Brady, a member of the Ethics Committee, missed a meeting when lawmakers voted to investigate the governor. The committee’s chairman, state Rep. Roland Smith, later apologized for not notifying Brady. Bernstein criticizes Brady for missing the meeting and later voting to dismiss the charges against Haley, saying Brady voted to “protect the governor.”
“She (Brady) is part of the problem, and she represents the status quo,” Bernstein said.
Brady said she wanted the state attorney general to investigate the allegations against Haley. And she said the vote to dismiss the allegations was unanimous. (It was on five of the seven charges, but state Rep. Laurie Funderburk, D-Kershaw, voted to uphold two charges.)
Brady said while she commends Haley for her economic-development work, it would be “very disingenuous to paint me with the same brush as the governor’s policies.” For example, Brady said she vehemently opposed Haley’s budget veto of money for the state’s rape crisis centers.
“I am very proud that I am a Republican, but certainly I am probably the most independent Republican in the State House,” she said.
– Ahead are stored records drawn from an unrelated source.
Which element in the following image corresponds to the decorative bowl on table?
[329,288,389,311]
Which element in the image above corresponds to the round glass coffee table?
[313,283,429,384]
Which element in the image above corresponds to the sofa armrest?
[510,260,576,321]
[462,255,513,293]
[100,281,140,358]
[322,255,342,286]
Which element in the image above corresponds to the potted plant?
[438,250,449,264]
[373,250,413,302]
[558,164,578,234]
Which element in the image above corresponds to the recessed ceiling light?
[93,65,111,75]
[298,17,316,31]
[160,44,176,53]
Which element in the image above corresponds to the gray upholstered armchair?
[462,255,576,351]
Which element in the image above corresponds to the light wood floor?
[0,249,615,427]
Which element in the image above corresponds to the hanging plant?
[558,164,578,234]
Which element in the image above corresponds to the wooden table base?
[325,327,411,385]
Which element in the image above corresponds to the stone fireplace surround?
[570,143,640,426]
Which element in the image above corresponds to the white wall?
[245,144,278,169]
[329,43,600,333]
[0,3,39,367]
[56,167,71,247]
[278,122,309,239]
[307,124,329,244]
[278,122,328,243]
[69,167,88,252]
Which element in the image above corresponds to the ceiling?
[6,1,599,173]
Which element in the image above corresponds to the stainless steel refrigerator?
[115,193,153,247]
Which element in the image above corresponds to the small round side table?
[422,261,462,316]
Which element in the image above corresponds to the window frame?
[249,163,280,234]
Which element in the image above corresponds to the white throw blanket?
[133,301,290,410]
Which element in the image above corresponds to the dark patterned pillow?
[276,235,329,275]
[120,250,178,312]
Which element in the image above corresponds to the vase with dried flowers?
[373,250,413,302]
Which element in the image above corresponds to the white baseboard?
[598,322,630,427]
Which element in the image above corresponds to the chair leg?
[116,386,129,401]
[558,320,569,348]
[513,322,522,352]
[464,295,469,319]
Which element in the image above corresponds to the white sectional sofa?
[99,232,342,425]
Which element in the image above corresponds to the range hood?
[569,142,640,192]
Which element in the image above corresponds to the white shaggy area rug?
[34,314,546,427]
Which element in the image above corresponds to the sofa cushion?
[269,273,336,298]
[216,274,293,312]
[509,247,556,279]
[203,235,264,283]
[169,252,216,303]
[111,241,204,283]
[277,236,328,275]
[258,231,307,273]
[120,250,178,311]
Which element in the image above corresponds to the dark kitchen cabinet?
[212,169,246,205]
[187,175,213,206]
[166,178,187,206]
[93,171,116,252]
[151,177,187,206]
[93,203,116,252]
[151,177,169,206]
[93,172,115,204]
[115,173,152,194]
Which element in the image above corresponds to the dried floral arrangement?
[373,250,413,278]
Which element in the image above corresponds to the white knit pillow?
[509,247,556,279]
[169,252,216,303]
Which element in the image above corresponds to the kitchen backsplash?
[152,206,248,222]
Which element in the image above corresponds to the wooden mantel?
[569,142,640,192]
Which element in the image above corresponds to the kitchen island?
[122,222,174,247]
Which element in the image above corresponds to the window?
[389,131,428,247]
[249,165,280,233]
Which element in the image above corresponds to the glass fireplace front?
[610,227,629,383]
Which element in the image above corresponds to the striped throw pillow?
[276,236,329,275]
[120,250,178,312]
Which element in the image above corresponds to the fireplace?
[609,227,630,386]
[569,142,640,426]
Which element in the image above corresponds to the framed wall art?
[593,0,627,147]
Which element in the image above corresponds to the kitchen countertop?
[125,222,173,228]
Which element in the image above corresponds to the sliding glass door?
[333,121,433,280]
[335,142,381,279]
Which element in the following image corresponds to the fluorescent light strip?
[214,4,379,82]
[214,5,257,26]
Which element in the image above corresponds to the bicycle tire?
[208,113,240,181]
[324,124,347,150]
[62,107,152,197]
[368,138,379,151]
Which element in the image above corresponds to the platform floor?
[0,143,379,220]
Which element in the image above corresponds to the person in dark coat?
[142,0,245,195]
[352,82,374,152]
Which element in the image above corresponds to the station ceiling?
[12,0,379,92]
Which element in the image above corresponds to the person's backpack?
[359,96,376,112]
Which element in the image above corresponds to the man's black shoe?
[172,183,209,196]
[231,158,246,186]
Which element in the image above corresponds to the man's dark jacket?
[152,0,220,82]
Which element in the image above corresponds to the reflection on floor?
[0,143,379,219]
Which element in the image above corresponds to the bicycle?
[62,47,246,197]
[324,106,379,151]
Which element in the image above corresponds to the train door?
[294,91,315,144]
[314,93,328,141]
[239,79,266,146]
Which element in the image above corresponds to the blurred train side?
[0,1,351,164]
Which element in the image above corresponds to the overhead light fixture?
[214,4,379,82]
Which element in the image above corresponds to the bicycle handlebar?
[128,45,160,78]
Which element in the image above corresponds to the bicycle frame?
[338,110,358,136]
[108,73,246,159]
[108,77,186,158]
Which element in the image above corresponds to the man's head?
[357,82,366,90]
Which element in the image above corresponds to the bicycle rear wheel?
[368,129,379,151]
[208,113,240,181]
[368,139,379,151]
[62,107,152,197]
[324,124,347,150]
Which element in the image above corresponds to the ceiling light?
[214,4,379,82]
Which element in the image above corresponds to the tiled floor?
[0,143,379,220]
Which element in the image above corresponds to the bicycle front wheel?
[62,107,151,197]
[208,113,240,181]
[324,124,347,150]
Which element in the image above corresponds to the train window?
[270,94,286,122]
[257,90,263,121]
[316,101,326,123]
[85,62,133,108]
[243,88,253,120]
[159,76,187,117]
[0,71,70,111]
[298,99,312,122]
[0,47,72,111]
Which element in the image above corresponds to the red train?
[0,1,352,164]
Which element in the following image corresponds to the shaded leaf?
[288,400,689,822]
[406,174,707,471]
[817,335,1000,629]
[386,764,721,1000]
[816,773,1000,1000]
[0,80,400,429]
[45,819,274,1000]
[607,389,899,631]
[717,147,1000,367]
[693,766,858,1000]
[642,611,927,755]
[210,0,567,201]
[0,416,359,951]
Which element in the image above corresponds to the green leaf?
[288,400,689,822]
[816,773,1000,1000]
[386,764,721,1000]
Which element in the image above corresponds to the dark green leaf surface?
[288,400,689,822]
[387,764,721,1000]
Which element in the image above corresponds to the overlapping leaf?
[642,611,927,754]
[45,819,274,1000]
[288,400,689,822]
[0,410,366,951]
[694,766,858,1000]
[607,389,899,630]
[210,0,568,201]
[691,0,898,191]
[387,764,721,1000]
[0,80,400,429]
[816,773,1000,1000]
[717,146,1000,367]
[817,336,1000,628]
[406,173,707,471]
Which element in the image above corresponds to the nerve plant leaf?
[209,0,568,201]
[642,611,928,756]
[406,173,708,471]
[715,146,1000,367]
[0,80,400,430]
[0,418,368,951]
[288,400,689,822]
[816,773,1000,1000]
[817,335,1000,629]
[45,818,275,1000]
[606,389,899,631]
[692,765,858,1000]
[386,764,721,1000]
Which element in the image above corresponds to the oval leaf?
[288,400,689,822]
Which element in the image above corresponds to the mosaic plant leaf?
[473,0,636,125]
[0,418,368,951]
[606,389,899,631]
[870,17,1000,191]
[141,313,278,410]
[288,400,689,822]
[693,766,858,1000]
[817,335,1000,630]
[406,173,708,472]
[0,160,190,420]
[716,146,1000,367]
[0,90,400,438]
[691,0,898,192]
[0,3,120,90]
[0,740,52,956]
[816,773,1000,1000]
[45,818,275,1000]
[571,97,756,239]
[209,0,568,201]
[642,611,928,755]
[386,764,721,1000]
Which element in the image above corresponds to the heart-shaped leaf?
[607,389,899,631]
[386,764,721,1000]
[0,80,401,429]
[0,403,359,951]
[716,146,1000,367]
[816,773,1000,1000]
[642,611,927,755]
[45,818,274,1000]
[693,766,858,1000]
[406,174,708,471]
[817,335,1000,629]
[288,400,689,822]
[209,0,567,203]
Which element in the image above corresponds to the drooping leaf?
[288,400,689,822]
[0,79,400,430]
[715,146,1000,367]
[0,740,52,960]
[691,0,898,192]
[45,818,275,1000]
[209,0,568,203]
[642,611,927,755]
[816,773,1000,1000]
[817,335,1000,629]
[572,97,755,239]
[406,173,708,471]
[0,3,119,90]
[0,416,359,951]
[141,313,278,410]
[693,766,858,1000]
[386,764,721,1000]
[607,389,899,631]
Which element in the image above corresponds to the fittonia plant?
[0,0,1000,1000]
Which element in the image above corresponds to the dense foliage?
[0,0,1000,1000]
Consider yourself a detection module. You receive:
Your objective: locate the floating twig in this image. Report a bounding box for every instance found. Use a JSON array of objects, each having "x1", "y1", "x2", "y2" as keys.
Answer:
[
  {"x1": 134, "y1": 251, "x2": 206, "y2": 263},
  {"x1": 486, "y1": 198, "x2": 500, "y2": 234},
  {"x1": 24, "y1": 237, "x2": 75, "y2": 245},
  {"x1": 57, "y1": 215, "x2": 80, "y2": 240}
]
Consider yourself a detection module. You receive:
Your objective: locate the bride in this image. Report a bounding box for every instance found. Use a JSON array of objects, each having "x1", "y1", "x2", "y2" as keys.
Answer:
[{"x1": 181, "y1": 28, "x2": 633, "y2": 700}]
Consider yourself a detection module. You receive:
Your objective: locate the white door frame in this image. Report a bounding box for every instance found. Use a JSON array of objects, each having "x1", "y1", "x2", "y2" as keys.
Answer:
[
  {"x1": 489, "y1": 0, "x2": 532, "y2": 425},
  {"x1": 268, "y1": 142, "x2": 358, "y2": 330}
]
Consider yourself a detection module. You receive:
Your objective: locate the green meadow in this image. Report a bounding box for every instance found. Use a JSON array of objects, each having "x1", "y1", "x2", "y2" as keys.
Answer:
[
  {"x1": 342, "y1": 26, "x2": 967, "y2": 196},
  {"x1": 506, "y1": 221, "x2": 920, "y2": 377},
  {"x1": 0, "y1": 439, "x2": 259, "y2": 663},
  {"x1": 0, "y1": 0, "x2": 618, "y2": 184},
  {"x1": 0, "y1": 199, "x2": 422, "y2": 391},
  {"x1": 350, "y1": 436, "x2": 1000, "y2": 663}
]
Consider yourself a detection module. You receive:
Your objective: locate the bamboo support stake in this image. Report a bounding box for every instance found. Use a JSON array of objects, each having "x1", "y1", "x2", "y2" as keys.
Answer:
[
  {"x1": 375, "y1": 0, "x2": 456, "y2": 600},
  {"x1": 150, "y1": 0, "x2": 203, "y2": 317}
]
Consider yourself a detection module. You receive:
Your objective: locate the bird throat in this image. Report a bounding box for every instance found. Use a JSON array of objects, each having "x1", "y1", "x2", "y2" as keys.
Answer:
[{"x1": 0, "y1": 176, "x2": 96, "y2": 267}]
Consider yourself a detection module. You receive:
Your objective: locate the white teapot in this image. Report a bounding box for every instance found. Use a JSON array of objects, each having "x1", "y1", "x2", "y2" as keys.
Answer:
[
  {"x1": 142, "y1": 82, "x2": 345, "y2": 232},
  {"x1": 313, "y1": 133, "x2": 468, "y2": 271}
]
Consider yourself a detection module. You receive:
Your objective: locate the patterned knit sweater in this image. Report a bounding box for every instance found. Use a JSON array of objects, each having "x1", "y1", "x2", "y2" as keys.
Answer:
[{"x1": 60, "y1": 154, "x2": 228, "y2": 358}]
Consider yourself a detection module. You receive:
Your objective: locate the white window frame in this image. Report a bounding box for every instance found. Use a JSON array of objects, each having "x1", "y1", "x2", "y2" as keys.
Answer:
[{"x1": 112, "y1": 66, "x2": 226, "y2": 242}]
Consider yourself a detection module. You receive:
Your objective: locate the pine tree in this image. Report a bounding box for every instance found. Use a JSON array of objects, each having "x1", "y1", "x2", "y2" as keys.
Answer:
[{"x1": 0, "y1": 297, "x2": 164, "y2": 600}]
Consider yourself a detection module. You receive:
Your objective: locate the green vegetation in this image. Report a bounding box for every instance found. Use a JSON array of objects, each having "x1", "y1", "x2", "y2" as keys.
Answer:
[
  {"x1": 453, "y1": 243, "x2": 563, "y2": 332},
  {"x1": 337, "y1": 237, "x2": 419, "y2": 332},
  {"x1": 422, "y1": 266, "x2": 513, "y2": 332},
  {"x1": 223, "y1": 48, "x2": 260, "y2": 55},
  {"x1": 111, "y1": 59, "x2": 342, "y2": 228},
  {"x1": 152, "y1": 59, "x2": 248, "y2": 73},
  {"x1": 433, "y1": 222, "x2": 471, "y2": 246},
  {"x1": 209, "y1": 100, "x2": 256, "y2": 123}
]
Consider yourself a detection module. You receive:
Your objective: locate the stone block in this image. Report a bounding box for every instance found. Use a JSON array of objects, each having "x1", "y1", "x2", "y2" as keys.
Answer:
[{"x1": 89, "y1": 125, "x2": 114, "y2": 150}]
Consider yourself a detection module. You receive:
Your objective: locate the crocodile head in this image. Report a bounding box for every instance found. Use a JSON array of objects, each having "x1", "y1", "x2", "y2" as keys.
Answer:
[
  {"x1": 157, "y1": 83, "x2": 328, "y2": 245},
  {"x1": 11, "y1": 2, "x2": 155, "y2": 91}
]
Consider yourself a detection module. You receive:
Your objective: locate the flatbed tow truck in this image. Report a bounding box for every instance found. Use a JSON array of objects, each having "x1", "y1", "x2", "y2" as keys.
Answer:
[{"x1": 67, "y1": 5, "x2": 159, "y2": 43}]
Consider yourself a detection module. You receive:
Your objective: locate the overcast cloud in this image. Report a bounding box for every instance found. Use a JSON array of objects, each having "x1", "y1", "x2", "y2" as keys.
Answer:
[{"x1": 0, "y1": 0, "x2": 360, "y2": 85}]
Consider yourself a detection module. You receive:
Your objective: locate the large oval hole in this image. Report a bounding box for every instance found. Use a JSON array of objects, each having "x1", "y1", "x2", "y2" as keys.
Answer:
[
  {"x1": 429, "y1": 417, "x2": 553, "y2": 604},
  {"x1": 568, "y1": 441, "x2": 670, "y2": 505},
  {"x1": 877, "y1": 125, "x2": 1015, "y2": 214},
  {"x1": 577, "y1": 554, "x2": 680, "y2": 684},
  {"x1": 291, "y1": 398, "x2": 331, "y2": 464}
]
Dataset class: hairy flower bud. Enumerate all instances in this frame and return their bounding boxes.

Brady portrays Bernstein as a “trial lawyer,” a term Republicans have tried to turn into an insult.
“We do have an over surplus of trial lawyers in the General Assembly and especially on the issues that I work on: criminal domestic violence and children’s issues,” Brady said. “It is always the trial lawyers who are thwarting and trying to stop that legislation.”
Bernstein said she primarily does real estate and probate law, spending most of her time on real estate closings. She said she can “count on one hand” the number of times that she has had to go to trial.
Instead, she counters Brady is the one beholden to special interests, pointing to the political action committees that have donated to the Republican incumbent.
“I’m only beholden to the voters of our district,” Bernstein said.